Rating: 6.5/10.
Book about the early history of the computer focused on the Princeton group by George Dyson, the son of physicist Freeman Dyson. The book begins around 1953 when only a few computers were in existence, in the middle of a nuclear arms race with the Soviet Union, and von Neumann gets funding to build a computer for ballistic calculations.
It goes on a detour about the history of the plot of land that’s under the IAS in Princeton, then turns to Veblen, who was recruited to help with ballistics calculations. He recruits a group of mathematicians and gets support to expand the faculty at Princeton and focus on mathematics during the Great Depression.

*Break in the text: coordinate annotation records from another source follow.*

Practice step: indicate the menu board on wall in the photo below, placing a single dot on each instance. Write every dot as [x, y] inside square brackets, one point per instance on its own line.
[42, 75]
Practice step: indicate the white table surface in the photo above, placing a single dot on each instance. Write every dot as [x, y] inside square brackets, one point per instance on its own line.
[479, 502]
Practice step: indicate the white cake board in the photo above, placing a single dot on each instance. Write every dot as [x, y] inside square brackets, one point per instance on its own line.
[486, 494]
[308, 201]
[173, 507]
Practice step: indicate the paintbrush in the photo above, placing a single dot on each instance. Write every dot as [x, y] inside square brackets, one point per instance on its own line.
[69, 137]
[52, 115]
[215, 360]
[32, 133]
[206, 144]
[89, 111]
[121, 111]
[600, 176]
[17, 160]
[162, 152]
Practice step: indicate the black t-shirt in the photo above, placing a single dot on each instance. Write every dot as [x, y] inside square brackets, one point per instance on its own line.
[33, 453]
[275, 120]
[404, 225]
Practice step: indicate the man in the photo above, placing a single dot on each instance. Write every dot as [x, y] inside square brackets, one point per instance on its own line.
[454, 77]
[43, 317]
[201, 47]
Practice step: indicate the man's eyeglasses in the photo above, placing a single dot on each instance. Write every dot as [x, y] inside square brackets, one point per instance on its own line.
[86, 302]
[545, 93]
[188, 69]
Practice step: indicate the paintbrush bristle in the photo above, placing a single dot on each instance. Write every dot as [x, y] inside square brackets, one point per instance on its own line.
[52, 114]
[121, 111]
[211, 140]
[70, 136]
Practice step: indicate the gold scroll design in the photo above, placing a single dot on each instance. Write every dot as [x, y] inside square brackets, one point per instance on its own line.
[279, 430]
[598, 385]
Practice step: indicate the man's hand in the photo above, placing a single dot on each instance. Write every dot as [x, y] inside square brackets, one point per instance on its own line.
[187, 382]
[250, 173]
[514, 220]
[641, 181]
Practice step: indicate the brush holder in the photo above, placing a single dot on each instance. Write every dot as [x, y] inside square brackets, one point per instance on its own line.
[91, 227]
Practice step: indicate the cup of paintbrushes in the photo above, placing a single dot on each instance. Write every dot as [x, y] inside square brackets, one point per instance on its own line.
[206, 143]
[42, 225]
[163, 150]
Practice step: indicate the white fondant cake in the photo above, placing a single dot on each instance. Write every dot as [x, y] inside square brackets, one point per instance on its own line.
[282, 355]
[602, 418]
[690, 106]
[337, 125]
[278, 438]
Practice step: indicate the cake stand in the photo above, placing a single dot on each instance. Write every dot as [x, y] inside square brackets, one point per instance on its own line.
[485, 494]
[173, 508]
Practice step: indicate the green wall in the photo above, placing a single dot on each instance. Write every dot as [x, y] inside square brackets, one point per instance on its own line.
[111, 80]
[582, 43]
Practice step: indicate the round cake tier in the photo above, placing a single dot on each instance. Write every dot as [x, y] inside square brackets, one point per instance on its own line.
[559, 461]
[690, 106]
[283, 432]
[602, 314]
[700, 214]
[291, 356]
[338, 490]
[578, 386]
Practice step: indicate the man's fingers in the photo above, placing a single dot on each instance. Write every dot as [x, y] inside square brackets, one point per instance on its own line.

The next chapter is on John von Neumann, who was born in Hungary to a Jewish banking family and showed mathematical talents from a young age and published many papers regarding the axiomatic foundation of set theory and equilibriums in game theory and many other topics, and was recruited to Veblen’s group in Princeton in 1931, partly to escape the war in Europe, and works on early computers for atomic bomb computations. Von Neumann and the others then build the ENIAC from vacuum tubes since solid state electronics did not exist yet, mainly for atomic bomb calculations, and it had programmable architecture and a small amount of fast memory with potentially unbounded slow memory through punch cards, realizing something similar to the Turing machine.
Overall, this book is mainly about a wide cast of people involved in early computing history around Princeton, with little technical detail. It’s quite meandering, with a lack of much in the way of storytelling or narrative either. I stopped reading after 5 chapters, (about 90 pages into the book).